On Sun, 2 Aug 2009 12:30:58 -0700, Kurt Cagle wrote:
> However, concerning your post, I agree strongly with you about the need to
> avoid namespace registries, which is the danger that I see in any "default"
> mechanism. It's potential to fragment the web is disturbing, especially as
> it effectively puts the decision about what technologies to keep or avoid
> solely in the hands of the browser vendors.

Strongly agreed.  In that regard, I'm deeply reluctant to accept the 
"shortcuts" (registry) that Micah proposed, because it seems to me that 
these would soon become the only things supported.

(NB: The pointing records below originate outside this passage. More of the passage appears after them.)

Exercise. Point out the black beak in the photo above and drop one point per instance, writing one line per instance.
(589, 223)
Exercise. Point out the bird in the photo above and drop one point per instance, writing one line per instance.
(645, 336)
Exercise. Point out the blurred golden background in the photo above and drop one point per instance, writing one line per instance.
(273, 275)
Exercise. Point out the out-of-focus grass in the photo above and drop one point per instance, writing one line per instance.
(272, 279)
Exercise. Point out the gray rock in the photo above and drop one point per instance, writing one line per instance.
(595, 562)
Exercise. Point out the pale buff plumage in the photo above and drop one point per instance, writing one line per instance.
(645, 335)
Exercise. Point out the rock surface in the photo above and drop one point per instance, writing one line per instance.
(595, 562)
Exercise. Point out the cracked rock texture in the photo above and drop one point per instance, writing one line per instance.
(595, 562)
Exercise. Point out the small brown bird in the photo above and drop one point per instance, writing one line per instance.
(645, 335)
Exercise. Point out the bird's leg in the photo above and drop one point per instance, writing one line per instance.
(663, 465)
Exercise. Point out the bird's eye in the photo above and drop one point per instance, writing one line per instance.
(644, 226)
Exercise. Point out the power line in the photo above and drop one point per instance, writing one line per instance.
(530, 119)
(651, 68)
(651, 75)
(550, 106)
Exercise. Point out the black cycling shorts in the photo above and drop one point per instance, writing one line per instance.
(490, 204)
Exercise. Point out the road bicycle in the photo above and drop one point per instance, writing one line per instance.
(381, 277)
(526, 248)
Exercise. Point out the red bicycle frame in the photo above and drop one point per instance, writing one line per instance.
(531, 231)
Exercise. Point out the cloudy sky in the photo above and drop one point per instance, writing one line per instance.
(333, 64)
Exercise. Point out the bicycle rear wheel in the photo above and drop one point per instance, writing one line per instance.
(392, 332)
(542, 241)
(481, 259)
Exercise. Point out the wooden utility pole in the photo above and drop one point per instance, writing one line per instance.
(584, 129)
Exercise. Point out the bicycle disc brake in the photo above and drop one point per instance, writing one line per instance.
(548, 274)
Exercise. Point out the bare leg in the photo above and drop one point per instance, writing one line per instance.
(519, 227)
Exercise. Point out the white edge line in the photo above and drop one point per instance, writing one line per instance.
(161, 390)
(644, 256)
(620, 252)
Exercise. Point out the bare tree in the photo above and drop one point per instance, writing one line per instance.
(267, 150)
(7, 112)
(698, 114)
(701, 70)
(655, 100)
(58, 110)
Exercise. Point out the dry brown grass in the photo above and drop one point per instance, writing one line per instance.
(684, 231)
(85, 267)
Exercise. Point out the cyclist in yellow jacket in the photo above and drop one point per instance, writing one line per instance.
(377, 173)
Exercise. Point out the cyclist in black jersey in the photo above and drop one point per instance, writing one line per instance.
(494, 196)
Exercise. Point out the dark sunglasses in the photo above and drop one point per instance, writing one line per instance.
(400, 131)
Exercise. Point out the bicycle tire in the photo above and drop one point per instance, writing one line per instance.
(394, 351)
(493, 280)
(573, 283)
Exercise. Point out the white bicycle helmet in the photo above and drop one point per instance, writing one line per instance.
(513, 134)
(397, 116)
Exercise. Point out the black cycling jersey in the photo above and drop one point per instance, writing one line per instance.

Now ... even something like Flash, now so widespread, would have had no 
chance of adoption and uptake without *extensibility* (and I will 
perhaps be excused for emphasizing the word, since I am prouder of 
having worked for the company of that name than of any other).  I will 
grant that IE offers a poor platform for namespace-based (or 
equivalent) extensibility, but it seems to me that in order to enable 
the future of the web, to make it a place where small, dedicated groups 
can introduce something game-changing, that extensibility paradigm is 
of paramount importance.

> Overall, I'm going to raise this question again - what exactly is it about
> namespaces that the HTML crowd doesn't like? If it's the use of complex

I think it's verbosity as much as complexity.  You will note, I hope, 
the "namespace minimization" that I mentioned in my post; why should I 
have to tell the processor the *namespace prefix* of the element that 
I'm closing any more than I should have to repeat the attributes of 
that element?  I'm persuaded that permitting those to be dropped would 
have no impact on well-formedness (although I admit that discussions of 
minimization are likely to lead into a swamp, because well formedness 
and minimization are clearly at odds, in a large number of cases that 
can't be dismissed as "corner").  Arguably, XML's verbosity 
(effectively requiring the equivalent of a comment on every equivalent 
of a closing brace in C } /* if */ } /* while */) is precisely what 
makes it robust enough to have achieved the levels of adoption that it 
has seen.

In terms of verbosity, the idea of using something like XLink rather 
than "href" in attributes (XLink is, in my opinion, vastly 
overspecified/overengineered for the common case, leading to dismissal 
of the opportunities that it provides for more sophisticated usage) is 
equally damning.  And neither DTD nor W3C XML Schema make it easy or 
convenient to say "oh, you can use any attribute from a different 
namespace on any element here".  It's painful in DTD; it's exceedingly 
tedious (and consequently likely to not happen, for at least some 
elements) in WXS.

> namespace URIs, then frankly the ideal solution to that is to provide
> guidance on what constitutes a good web URI. If it's the requirement of

Okay, you've triggered a rant.  Those of you who are partisans of the 
Namespaces in XML Specification are hereby warned: the following will 
annoy you.  I'm going to be offensive (although more offensive to the 
W3C folks who forced URIs onto the Working Group than to the Working 
Group members themselves).

The Namespace in XML specification claims that an XML Namespace 
identifier "is a URI."  However, if you read the rules in the spec, you 
find that "" (the empty string) is permissible (with a special 
meaning), even though it is not legal in any URI specification BNF you 
care to present, and the statement isn't (specification-ly correct) 
"union of URI and the empty string".  And you find that one namespace 
identifier is compared with another via lexical comparison of the 
strings, which is not how one determines URI "identity" (an area 
admittedly underspecified, in my opinion, but the idea that 
"www.ibm.com" != "www.IBM.com" or "www.w3.org != "www.W3.org", when DNS 
is explicitly case-insensitive, is clearly problematic).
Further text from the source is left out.